O público que é fiel às temporadas do Circo de Teatro Tubinho já sabe que a peça a ser apresentada raramente é decidida com muita antecedência. O elemento surpresa faz parte desse mito criado em torno do nome do palhaço. Mas Tubinho explica na maior tranquilidade de quem não tem medo de errar: “Como são muitas peças, a gente consegue mudar o repertório conforme percebe o gosto do público da região onde estamos. Alguns preferem as chanchadas, outra praça pode preferir as comédias mais oficiais, que não permitem improvisos.

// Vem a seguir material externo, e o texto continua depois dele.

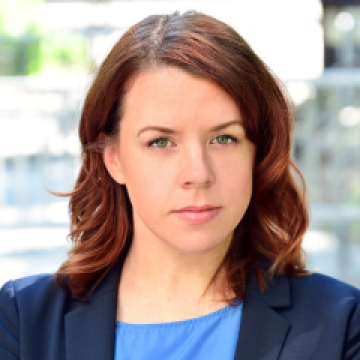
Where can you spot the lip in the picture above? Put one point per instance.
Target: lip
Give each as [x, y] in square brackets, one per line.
[197, 214]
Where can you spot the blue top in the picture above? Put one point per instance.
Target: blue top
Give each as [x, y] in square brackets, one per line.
[212, 336]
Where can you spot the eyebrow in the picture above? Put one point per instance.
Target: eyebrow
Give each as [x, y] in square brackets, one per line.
[166, 130]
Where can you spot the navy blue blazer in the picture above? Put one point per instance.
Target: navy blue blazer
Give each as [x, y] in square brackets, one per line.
[312, 317]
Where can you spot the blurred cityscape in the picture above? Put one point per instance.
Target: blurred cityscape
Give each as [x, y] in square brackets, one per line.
[49, 50]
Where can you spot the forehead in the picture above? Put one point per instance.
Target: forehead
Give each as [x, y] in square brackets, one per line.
[169, 94]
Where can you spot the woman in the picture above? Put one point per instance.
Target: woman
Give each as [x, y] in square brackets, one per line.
[186, 219]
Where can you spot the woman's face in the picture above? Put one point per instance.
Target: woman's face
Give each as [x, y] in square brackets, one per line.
[186, 163]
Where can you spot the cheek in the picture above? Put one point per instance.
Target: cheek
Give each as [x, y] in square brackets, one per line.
[147, 182]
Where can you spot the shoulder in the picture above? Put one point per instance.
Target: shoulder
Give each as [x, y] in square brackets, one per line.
[31, 297]
[321, 302]
[324, 289]
[32, 289]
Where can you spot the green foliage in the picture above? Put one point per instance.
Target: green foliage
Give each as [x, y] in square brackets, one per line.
[26, 47]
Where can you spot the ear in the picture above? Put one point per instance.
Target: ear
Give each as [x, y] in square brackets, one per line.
[112, 163]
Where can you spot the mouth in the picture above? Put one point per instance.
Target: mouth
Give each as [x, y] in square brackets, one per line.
[197, 214]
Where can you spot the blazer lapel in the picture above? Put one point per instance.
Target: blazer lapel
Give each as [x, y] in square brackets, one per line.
[90, 326]
[263, 331]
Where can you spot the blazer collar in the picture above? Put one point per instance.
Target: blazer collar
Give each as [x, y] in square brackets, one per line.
[92, 323]
[263, 331]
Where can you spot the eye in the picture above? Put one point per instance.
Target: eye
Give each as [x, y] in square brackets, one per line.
[224, 139]
[160, 143]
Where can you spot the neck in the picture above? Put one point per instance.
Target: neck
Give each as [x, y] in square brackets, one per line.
[168, 284]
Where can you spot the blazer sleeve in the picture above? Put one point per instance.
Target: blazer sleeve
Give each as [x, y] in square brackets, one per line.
[9, 324]
[352, 341]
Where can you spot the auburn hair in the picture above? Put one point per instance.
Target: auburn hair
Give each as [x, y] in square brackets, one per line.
[101, 212]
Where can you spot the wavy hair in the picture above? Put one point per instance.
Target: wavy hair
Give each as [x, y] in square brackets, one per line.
[100, 209]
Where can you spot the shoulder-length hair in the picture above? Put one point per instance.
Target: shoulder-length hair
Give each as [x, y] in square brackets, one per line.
[101, 212]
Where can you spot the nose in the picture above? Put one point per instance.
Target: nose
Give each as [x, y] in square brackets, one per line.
[196, 169]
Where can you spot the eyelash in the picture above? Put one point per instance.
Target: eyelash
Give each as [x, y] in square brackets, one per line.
[232, 139]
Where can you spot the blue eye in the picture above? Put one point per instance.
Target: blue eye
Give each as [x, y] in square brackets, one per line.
[225, 139]
[160, 143]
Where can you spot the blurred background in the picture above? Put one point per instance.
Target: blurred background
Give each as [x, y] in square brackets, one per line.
[49, 51]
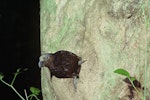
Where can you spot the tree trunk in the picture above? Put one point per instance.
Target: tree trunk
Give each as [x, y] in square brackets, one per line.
[109, 34]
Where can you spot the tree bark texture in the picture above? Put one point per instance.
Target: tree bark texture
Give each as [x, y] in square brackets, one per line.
[109, 34]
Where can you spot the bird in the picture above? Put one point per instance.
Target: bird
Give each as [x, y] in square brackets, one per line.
[62, 64]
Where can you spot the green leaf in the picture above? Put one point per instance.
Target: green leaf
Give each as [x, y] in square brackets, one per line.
[132, 78]
[1, 76]
[122, 72]
[34, 90]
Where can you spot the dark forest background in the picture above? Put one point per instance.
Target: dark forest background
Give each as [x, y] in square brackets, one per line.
[20, 45]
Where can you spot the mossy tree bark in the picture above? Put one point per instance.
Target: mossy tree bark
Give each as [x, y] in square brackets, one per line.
[108, 34]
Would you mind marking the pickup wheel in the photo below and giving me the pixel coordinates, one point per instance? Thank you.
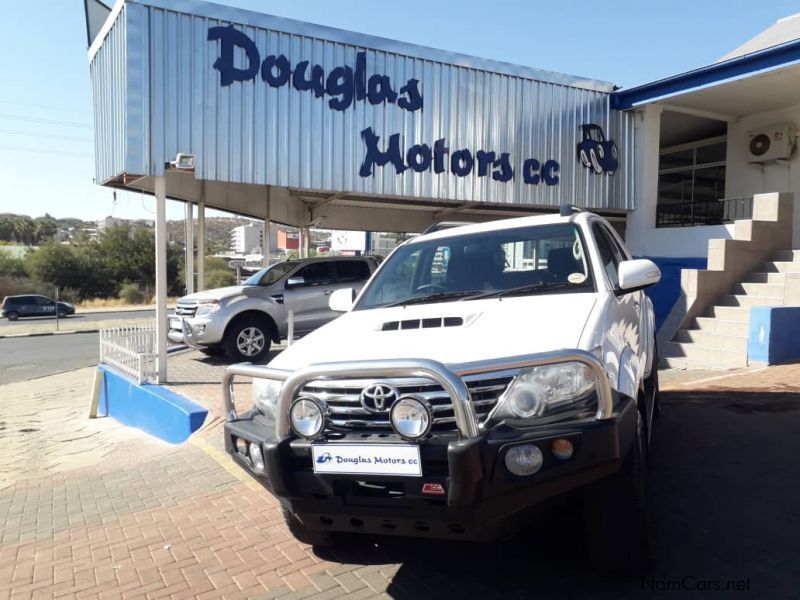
(318, 539)
(616, 518)
(215, 350)
(247, 339)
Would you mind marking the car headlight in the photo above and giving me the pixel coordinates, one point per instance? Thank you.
(207, 308)
(265, 395)
(538, 391)
(307, 417)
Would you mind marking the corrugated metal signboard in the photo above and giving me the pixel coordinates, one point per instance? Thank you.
(265, 100)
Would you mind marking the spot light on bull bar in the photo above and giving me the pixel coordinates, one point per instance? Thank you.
(411, 417)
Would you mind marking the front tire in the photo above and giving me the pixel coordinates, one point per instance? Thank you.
(617, 522)
(247, 339)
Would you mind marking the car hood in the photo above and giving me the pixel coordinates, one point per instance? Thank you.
(220, 293)
(491, 328)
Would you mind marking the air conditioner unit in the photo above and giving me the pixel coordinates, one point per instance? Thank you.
(774, 142)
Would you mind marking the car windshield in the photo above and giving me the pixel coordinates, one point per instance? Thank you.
(270, 275)
(527, 260)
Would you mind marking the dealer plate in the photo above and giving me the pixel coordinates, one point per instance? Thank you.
(367, 459)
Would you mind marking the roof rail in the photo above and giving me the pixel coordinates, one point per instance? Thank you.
(445, 225)
(568, 209)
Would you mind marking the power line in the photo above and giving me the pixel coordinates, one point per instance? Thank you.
(49, 107)
(47, 135)
(46, 121)
(36, 151)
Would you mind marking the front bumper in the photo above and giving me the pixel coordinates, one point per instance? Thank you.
(481, 499)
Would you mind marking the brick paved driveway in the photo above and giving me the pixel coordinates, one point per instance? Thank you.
(133, 517)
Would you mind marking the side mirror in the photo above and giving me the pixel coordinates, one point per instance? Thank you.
(638, 274)
(295, 281)
(342, 300)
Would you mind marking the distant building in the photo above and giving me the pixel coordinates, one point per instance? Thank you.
(247, 239)
(103, 224)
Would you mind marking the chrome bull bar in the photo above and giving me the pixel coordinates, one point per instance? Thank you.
(447, 376)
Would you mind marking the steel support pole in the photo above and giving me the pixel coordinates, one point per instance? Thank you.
(161, 278)
(201, 246)
(189, 237)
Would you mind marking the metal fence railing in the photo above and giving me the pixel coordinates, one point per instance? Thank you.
(130, 350)
(706, 212)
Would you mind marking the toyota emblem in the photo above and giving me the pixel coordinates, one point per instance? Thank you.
(378, 397)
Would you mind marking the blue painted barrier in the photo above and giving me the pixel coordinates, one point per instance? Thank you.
(151, 408)
(774, 335)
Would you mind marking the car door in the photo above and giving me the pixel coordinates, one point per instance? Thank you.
(623, 335)
(306, 295)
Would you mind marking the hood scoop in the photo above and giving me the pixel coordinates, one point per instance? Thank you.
(427, 323)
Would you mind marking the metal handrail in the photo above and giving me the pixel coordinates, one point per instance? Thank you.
(449, 377)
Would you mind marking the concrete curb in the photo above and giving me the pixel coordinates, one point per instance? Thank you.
(44, 333)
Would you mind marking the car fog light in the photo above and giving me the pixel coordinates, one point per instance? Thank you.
(411, 418)
(256, 458)
(523, 460)
(562, 449)
(306, 417)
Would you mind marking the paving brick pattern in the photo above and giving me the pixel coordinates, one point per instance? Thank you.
(130, 517)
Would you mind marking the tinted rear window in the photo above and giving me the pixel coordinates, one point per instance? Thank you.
(352, 270)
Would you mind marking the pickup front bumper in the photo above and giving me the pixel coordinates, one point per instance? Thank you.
(469, 493)
(481, 499)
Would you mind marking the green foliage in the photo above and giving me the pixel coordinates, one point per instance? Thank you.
(133, 294)
(11, 266)
(217, 278)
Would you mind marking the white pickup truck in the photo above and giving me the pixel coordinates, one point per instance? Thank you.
(482, 370)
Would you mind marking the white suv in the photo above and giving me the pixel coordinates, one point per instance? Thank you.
(482, 370)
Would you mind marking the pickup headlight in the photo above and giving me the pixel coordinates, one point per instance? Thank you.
(265, 395)
(207, 308)
(538, 391)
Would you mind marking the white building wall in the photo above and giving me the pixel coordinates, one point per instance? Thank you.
(745, 179)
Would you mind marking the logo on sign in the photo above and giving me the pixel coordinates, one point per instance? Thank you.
(378, 397)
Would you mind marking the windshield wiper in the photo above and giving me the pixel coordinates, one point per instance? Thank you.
(431, 298)
(524, 289)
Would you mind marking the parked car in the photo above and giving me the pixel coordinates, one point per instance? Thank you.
(243, 320)
(596, 152)
(34, 305)
(482, 371)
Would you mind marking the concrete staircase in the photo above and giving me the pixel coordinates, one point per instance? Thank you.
(718, 339)
(708, 327)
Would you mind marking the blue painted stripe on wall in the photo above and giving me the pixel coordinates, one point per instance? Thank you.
(151, 408)
(666, 292)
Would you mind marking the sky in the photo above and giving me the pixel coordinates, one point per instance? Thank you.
(46, 147)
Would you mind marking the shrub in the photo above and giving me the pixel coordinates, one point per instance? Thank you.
(132, 293)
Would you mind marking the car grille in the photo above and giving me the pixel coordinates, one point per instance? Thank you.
(185, 310)
(343, 398)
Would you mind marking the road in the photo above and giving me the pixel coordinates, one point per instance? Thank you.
(85, 317)
(27, 357)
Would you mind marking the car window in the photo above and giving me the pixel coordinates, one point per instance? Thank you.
(527, 260)
(609, 254)
(318, 273)
(352, 270)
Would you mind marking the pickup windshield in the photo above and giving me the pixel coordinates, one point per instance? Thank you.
(541, 259)
(271, 274)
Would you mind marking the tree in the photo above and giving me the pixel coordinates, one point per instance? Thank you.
(24, 229)
(6, 229)
(45, 228)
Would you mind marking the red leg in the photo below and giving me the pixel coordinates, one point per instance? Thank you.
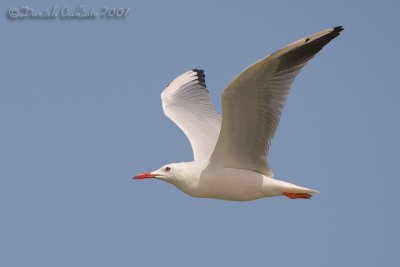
(297, 195)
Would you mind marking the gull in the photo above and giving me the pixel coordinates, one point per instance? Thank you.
(230, 153)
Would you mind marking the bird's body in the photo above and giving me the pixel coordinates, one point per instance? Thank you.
(198, 180)
(230, 153)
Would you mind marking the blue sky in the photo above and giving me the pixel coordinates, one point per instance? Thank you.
(80, 114)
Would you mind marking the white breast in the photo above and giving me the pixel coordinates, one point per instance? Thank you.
(231, 184)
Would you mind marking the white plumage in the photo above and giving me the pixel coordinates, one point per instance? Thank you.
(230, 154)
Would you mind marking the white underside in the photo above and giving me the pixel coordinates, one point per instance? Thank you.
(237, 185)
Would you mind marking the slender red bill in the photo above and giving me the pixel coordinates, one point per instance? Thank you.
(144, 175)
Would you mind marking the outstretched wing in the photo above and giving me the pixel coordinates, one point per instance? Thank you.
(252, 104)
(187, 103)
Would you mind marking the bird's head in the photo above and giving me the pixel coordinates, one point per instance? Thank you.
(170, 173)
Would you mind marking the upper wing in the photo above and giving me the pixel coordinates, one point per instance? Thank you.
(187, 103)
(252, 104)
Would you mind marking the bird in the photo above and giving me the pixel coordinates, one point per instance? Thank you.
(230, 151)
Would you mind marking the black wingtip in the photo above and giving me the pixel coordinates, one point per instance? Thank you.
(338, 28)
(201, 77)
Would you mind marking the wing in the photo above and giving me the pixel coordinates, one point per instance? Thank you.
(252, 104)
(187, 103)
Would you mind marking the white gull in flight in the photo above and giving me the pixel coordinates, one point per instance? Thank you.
(230, 153)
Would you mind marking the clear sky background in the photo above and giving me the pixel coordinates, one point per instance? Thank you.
(80, 114)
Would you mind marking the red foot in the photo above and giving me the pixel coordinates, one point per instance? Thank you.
(297, 195)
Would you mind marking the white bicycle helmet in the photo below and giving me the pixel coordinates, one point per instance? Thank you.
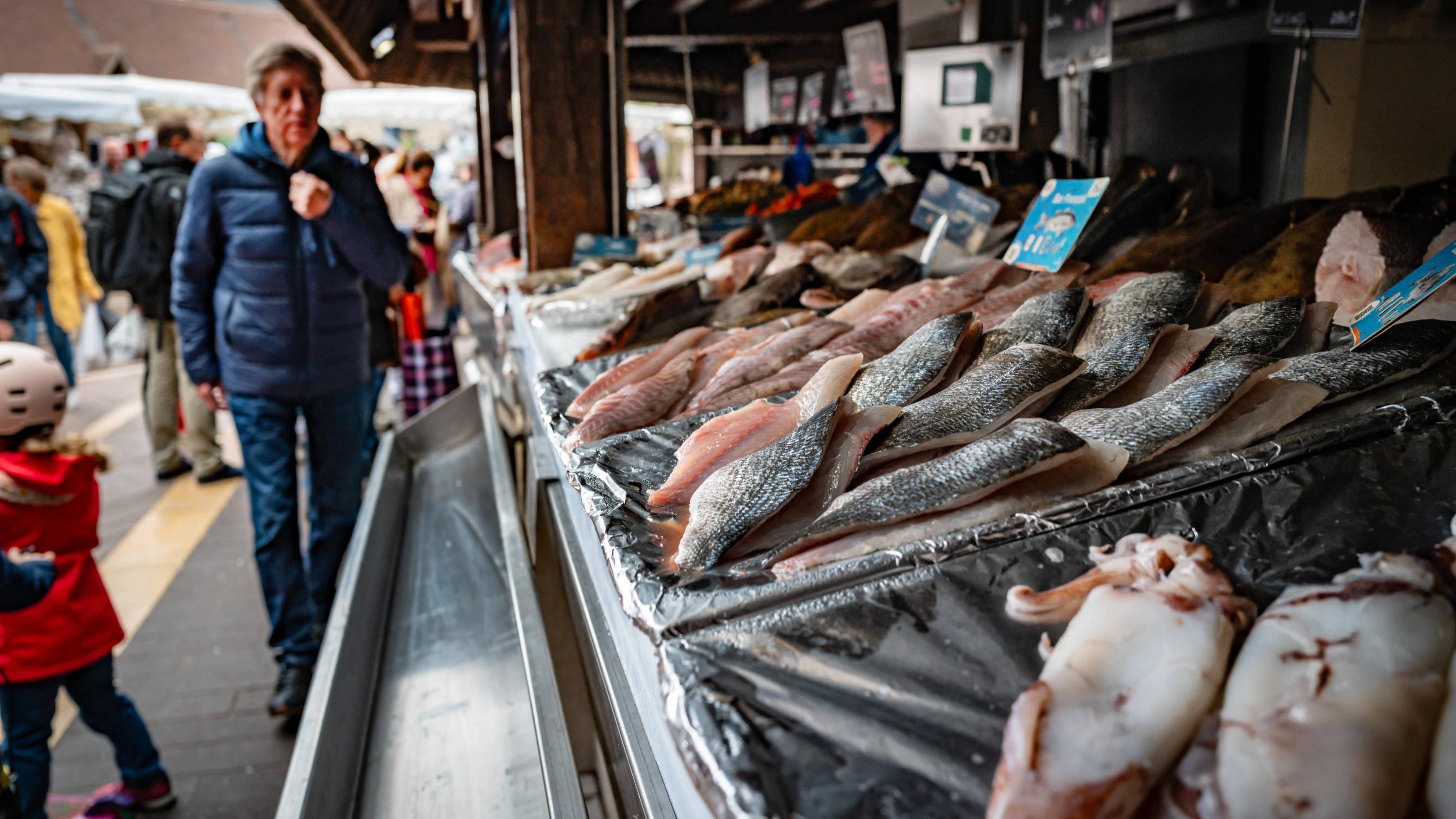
(33, 388)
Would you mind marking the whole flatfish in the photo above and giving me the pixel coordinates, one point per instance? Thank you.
(1175, 413)
(1110, 366)
(1007, 385)
(921, 362)
(1256, 330)
(1395, 354)
(1021, 450)
(1164, 298)
(734, 501)
(1052, 319)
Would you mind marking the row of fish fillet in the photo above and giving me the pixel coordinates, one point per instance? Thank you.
(938, 432)
(1337, 702)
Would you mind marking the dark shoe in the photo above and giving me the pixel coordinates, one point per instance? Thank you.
(182, 468)
(223, 473)
(121, 801)
(292, 693)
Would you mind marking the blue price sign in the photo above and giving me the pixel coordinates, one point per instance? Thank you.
(1401, 299)
(969, 212)
(1058, 217)
(597, 247)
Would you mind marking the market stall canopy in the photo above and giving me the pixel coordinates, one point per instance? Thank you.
(73, 105)
(399, 107)
(139, 91)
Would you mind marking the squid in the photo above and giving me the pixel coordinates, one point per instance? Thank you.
(1123, 691)
(1328, 709)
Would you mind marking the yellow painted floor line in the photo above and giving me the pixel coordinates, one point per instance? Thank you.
(142, 568)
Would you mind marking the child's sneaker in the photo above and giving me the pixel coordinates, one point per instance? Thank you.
(120, 801)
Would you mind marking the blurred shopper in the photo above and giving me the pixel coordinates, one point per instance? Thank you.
(265, 289)
(72, 283)
(146, 267)
(25, 264)
(50, 502)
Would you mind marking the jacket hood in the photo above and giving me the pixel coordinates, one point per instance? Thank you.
(169, 159)
(252, 146)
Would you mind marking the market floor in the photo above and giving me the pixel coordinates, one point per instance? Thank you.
(178, 563)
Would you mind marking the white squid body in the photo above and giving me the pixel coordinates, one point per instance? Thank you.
(1330, 707)
(1120, 696)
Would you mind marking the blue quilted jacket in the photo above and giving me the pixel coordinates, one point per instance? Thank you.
(267, 302)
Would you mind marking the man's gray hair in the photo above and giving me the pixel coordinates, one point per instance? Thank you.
(280, 56)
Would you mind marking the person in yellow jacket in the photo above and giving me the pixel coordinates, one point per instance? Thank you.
(72, 280)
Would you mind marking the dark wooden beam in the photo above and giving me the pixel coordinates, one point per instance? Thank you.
(567, 137)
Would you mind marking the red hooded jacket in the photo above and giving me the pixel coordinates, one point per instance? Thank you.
(51, 503)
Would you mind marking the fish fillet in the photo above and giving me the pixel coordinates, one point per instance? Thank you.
(749, 429)
(635, 405)
(1266, 408)
(1120, 696)
(734, 501)
(1021, 450)
(1171, 357)
(1097, 467)
(1178, 412)
(1008, 385)
(1330, 707)
(848, 444)
(766, 359)
(634, 369)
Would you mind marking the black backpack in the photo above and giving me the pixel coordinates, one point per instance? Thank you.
(108, 223)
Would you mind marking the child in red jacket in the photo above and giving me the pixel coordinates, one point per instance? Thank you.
(50, 502)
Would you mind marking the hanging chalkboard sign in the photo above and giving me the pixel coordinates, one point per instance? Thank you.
(1076, 35)
(1318, 18)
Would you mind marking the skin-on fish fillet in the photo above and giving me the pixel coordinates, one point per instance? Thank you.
(951, 482)
(766, 359)
(1171, 357)
(1120, 696)
(1314, 331)
(1330, 709)
(1266, 408)
(1008, 385)
(734, 501)
(635, 405)
(851, 436)
(1087, 473)
(711, 357)
(749, 429)
(728, 274)
(635, 369)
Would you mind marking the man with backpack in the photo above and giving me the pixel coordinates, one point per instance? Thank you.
(145, 270)
(25, 263)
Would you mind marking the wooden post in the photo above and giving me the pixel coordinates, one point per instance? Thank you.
(568, 124)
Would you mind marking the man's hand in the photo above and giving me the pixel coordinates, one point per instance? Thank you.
(311, 196)
(17, 556)
(213, 395)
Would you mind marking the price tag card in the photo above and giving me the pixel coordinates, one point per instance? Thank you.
(1058, 217)
(969, 212)
(702, 254)
(599, 247)
(1401, 299)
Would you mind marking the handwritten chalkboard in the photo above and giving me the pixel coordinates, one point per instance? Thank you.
(1075, 35)
(1320, 18)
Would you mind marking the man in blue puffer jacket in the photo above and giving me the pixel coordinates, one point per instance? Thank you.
(274, 242)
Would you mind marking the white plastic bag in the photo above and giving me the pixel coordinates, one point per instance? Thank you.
(129, 340)
(91, 346)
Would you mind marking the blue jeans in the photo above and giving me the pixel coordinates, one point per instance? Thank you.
(27, 331)
(370, 405)
(299, 588)
(28, 709)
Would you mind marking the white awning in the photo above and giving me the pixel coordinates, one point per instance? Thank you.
(73, 105)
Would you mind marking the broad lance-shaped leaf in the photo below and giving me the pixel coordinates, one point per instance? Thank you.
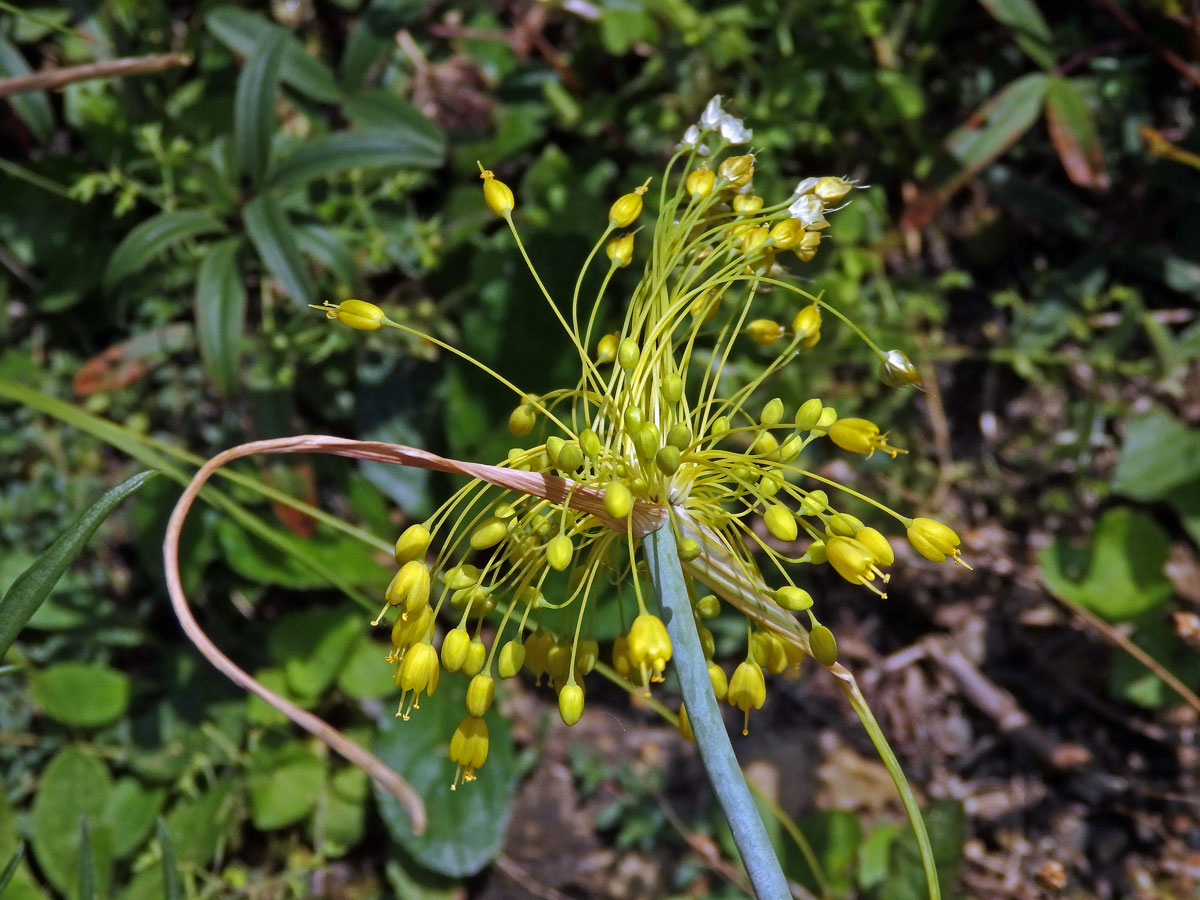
(347, 150)
(221, 313)
(1074, 136)
(154, 235)
(270, 232)
(35, 585)
(253, 108)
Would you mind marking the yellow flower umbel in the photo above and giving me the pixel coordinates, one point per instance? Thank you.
(653, 435)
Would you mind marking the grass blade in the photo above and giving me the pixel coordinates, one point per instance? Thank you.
(36, 582)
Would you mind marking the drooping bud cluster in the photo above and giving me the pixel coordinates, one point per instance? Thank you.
(655, 431)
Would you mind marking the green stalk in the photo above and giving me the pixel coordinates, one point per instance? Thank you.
(712, 739)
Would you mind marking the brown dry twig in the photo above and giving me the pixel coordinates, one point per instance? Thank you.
(53, 78)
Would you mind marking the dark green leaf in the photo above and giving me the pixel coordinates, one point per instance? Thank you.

Há cidades que adoram paródias de filmes famosos, em que o Tubinho entra na trama do filme e se adapta também a ela. Então a gente começa a temporada, mas não com um repertório já totalmente fechado, pois vai depender do gosto do público daquela região”.

Que venham as surpresas.   

SERVIÇO

Temporada do Circo de Teatro Tubinho 

Estrada Turística do Jaraguá, 840, Vila Jaraguá, 31º  Subdistrito Pirituba, São Paulo . Ponto de referência: em frente ao Posto Ipiranga.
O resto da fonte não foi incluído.